Having nothing in life to do except seek his own pleasure and spend his ample income, Angus Hamleigh had naturally taken the time of life's march prestissimo.
He had never paused in his rose-gathering to wonder whether there might not be a few thorns among the flowers, and whether he might not find them – afterwards. And now the blossoms were all withered, and he was beginning to discover the lasting quality of the thorns. They were such thorns as interfered somewhat with the serenity of his days, and he was glad to turn his face westward, away from everybody he knew, or who knew anything about him.
"My character will present itself to Mrs. Tregonell as a blank page," he said to himself; "I wonder what she would think of me if one of my club gossips had enjoyed a quiet evening's talk with her beforehand. A dear friend's analysis of one's character and conduct is always so flattering to both; and I have a pleasant knack of offending my dearest friends!"
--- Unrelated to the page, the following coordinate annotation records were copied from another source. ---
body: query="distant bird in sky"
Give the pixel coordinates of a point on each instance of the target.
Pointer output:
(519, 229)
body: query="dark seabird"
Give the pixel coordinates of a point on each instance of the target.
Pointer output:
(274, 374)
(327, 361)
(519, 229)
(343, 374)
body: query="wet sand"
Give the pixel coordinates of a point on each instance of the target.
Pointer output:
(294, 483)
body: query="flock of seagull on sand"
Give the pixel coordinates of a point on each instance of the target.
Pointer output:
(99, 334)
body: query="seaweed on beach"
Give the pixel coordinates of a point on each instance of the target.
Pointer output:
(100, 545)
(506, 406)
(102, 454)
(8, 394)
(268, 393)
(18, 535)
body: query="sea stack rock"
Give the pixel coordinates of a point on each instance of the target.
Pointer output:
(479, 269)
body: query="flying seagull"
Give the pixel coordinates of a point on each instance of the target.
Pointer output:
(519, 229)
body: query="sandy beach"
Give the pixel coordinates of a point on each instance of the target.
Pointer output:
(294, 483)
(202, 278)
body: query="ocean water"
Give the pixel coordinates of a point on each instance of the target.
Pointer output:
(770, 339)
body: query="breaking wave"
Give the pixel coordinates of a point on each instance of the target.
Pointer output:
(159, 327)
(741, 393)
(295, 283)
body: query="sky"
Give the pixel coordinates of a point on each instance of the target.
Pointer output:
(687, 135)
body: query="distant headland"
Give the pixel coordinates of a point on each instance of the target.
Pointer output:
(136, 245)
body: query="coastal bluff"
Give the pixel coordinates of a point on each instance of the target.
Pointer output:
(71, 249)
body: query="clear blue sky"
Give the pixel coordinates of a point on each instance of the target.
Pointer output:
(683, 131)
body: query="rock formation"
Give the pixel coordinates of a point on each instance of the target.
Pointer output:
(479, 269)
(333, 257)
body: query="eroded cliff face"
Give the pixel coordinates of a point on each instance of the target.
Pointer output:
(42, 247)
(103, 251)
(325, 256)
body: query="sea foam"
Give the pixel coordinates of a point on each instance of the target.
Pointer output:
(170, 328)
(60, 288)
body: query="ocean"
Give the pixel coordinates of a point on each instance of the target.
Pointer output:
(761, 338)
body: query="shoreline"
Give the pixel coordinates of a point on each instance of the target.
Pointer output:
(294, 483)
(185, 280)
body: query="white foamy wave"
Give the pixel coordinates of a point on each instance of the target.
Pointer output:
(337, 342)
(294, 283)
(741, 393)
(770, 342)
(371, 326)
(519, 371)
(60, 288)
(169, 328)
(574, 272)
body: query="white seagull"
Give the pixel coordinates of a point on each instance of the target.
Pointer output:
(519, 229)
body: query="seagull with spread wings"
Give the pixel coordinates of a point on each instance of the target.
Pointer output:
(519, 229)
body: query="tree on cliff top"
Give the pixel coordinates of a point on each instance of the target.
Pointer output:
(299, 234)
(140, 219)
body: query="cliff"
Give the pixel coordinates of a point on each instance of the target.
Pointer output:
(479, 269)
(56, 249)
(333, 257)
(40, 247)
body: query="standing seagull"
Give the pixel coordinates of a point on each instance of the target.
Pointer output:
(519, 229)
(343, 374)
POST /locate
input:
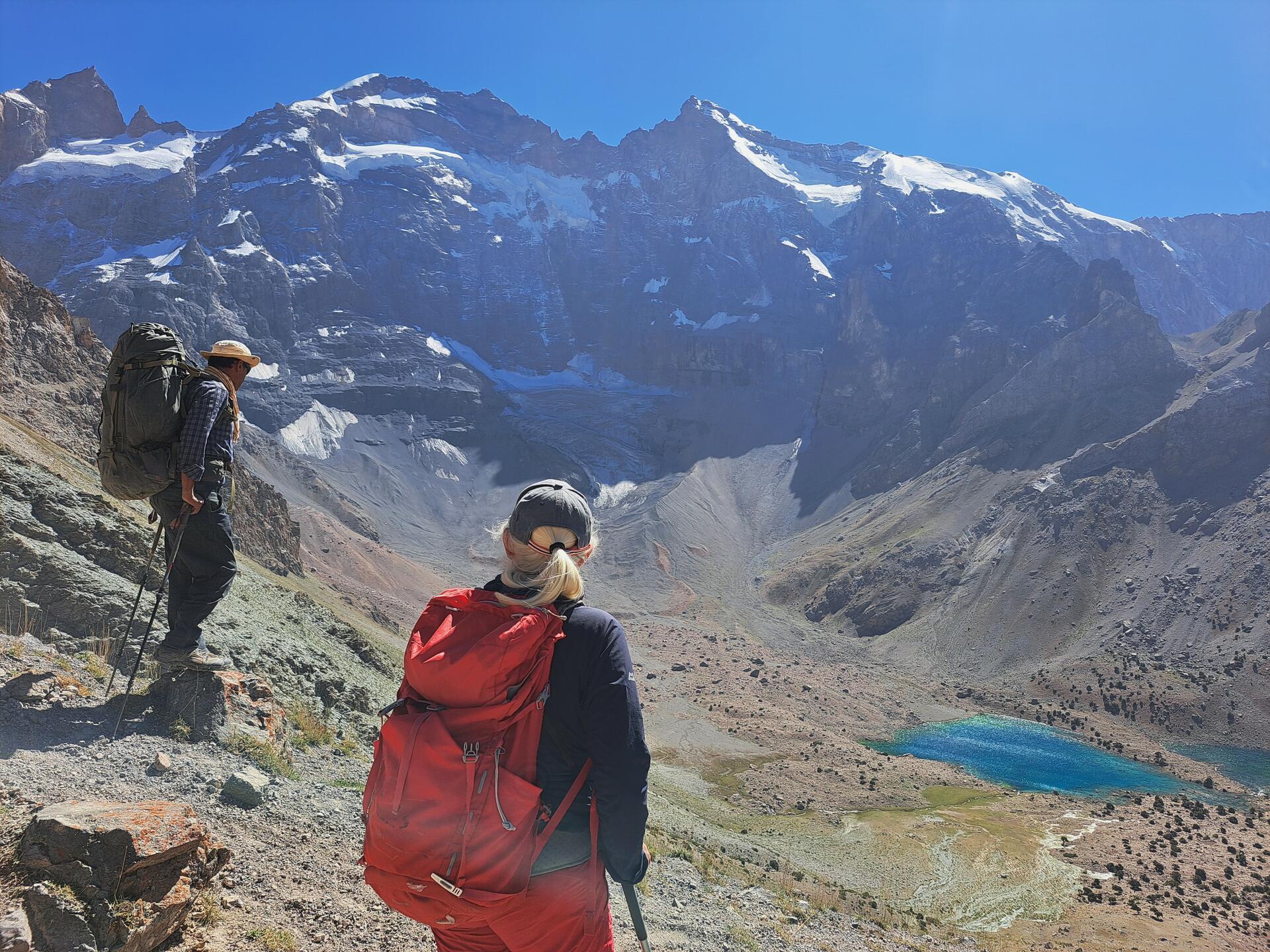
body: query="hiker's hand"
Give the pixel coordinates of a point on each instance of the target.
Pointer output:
(187, 494)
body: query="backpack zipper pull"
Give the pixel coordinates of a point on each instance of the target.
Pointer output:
(507, 824)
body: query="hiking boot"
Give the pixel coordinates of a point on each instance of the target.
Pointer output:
(196, 659)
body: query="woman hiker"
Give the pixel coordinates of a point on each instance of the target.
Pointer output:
(592, 713)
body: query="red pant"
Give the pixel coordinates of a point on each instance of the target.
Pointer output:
(553, 917)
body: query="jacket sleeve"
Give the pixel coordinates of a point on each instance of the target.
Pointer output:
(207, 400)
(620, 760)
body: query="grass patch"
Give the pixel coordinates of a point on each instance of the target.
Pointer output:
(745, 938)
(261, 754)
(67, 682)
(347, 746)
(206, 910)
(310, 729)
(273, 939)
(360, 786)
(940, 795)
(95, 666)
(131, 913)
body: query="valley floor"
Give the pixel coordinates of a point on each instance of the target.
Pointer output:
(295, 881)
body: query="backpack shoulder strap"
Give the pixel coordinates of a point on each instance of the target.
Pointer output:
(562, 810)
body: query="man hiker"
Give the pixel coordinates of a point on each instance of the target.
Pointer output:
(205, 565)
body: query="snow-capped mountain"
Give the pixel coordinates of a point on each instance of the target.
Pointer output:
(396, 248)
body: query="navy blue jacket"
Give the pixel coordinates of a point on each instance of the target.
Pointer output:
(593, 711)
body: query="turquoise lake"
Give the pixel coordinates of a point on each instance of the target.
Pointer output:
(1029, 756)
(1248, 766)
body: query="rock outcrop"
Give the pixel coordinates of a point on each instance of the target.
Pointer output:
(114, 876)
(220, 705)
(51, 374)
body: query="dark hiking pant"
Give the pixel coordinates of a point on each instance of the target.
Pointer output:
(205, 565)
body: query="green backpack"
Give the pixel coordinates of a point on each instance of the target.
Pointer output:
(142, 412)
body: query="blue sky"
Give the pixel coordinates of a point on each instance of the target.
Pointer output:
(1155, 107)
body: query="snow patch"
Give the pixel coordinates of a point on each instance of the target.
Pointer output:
(760, 299)
(523, 187)
(318, 432)
(243, 249)
(447, 450)
(582, 374)
(616, 494)
(149, 159)
(265, 371)
(818, 268)
(723, 319)
(826, 194)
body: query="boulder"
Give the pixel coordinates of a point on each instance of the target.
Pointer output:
(219, 705)
(16, 932)
(31, 687)
(118, 876)
(60, 920)
(245, 787)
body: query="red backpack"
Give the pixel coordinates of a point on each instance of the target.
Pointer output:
(454, 820)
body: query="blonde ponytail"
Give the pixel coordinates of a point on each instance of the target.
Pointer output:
(552, 576)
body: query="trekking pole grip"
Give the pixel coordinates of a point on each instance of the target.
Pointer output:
(636, 917)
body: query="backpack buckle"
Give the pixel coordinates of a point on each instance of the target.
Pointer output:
(447, 887)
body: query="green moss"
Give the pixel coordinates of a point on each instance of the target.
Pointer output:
(310, 729)
(272, 938)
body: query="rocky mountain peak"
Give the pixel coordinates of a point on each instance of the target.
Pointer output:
(1103, 278)
(79, 106)
(143, 124)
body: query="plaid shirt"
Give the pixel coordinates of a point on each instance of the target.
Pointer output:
(208, 430)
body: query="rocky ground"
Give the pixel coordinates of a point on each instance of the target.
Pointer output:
(295, 881)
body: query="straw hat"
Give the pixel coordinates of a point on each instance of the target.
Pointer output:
(233, 348)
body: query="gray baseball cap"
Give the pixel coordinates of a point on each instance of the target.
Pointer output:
(552, 503)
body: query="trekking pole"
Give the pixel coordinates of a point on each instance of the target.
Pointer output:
(127, 633)
(163, 587)
(636, 917)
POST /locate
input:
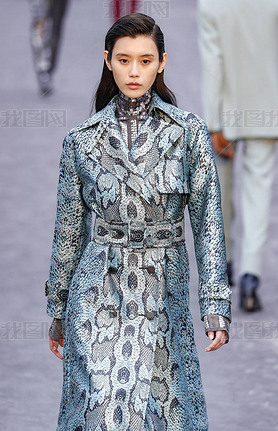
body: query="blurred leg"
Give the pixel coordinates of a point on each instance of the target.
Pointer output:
(258, 160)
(57, 13)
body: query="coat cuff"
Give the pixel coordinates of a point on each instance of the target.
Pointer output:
(56, 329)
(210, 306)
(215, 322)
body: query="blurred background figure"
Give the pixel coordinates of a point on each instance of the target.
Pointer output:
(238, 45)
(47, 19)
(123, 7)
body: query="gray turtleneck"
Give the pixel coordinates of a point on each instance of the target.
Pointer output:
(131, 113)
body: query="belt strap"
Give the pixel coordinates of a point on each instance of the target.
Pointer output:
(139, 233)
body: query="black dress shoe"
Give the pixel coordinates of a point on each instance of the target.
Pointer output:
(45, 83)
(249, 300)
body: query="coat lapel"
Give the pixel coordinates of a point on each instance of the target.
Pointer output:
(107, 147)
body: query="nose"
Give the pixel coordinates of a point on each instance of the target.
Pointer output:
(134, 70)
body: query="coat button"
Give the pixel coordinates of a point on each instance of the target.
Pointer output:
(151, 269)
(112, 269)
(150, 315)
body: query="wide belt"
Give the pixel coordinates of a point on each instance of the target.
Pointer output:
(139, 233)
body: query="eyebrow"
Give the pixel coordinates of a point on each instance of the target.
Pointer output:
(120, 54)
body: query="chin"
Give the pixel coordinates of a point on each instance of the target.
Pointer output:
(134, 93)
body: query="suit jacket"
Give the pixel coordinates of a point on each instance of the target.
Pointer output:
(130, 356)
(238, 45)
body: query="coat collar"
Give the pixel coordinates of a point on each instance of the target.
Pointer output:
(107, 114)
(156, 136)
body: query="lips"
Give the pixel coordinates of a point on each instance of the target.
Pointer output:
(133, 85)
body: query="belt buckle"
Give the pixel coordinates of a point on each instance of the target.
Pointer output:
(136, 233)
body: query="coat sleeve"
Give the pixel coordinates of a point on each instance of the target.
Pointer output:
(72, 232)
(205, 213)
(212, 65)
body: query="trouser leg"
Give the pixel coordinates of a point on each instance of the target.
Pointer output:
(257, 178)
(225, 174)
(56, 13)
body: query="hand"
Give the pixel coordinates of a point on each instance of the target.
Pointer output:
(55, 344)
(221, 145)
(218, 341)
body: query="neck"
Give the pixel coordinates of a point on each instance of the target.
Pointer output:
(127, 107)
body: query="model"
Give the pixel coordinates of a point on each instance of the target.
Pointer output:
(120, 298)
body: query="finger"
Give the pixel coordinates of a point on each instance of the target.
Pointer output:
(54, 348)
(218, 342)
(61, 341)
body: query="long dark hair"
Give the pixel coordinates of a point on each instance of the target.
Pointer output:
(130, 25)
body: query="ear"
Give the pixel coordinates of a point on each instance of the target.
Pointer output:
(162, 64)
(106, 61)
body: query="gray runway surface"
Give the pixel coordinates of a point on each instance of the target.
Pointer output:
(240, 379)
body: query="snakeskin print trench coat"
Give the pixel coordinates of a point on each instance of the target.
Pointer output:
(129, 357)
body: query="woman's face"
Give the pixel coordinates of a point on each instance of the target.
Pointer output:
(135, 64)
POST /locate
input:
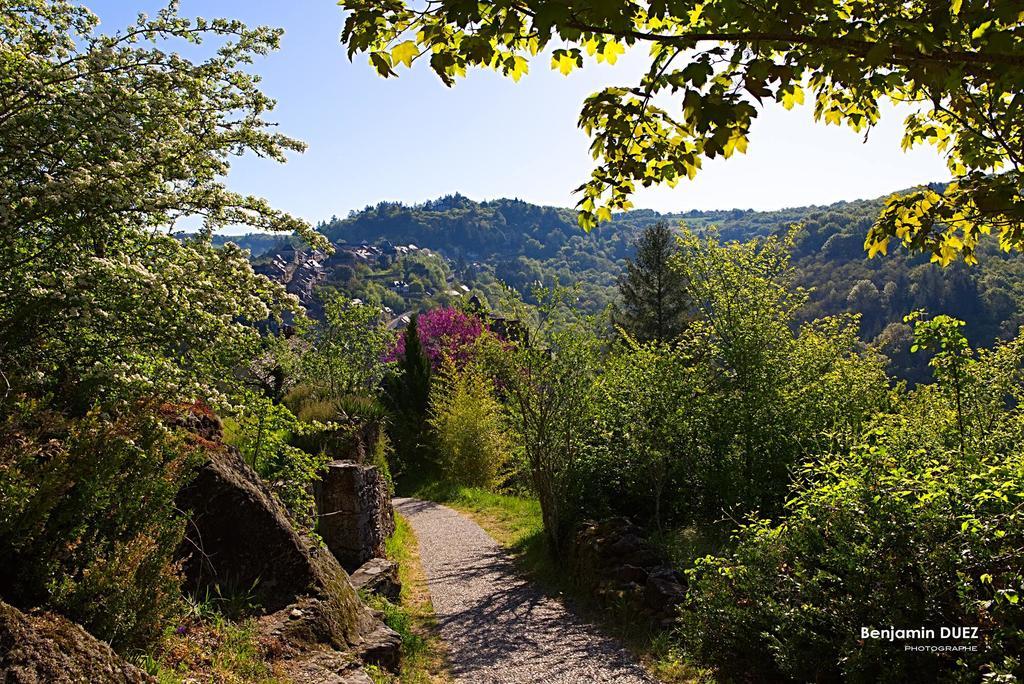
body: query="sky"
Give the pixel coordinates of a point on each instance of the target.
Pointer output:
(412, 138)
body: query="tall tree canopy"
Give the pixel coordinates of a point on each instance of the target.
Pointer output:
(652, 292)
(958, 62)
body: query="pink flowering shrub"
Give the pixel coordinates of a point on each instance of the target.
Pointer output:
(445, 332)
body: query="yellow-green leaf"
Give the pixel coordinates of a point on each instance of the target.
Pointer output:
(611, 51)
(404, 52)
(563, 61)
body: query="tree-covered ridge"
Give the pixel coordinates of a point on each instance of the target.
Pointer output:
(522, 245)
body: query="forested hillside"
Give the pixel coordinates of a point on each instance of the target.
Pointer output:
(523, 245)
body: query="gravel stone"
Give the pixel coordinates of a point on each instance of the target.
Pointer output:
(499, 628)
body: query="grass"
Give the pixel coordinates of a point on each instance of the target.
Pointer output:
(423, 659)
(210, 648)
(515, 522)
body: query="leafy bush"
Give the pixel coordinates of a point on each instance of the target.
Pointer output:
(919, 526)
(88, 524)
(470, 430)
(287, 453)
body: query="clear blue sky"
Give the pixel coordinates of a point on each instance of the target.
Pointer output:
(412, 138)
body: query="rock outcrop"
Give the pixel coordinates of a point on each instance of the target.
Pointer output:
(378, 576)
(613, 558)
(241, 539)
(355, 513)
(45, 648)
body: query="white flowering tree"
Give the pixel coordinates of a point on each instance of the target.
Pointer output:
(107, 143)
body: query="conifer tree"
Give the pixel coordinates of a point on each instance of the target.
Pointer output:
(653, 297)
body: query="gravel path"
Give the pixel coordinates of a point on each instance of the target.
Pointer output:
(498, 627)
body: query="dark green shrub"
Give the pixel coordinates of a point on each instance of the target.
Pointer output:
(892, 533)
(88, 525)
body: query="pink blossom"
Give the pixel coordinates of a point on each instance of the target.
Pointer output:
(444, 332)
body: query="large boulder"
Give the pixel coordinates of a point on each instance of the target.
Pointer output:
(240, 539)
(623, 568)
(355, 513)
(45, 648)
(378, 576)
Mr. Hamleigh began to look about him a little when the train had left Plymouth. The landscape was wild and romantic, but had none of that stern ruggedness which he expected to behold on the Cornish Border. Deep glens, and wooded dells, with hill-sides steep and broken, but verdant to their topmost crest, and the most wonderful oak coppices that he ever remembered to have seen. Miles upon miles of oak, as it seemed to him, now sinking into the depth of a valley, now mounting to the distant sky line, while from that verdant undulating surface of young wood there stood forth the giants of the grove – wide-spreading oak and towering beech, the mighty growth of many centuries. Between Lidford and Launceston the scenery grew tamer. He had fancied those deep ravines and wooded heights the prelude to a vast and awful symphony, but Mary Tavy and Lifton showed him only a pastoral landscape, with just so much wood and water as would have served for a Creswick or a Constable, and with none of those grand Salvatoresque effects which he had admired in the country round Tavistock. At Launceston he found Mrs. Tregonell's landau waiting for him, with a pair of powerful chestnuts, and a couple of servants, whose neat brown liveries had nothing of that unsophisticated semi-savagery which Mr. Hamleigh had expected in a place so remote.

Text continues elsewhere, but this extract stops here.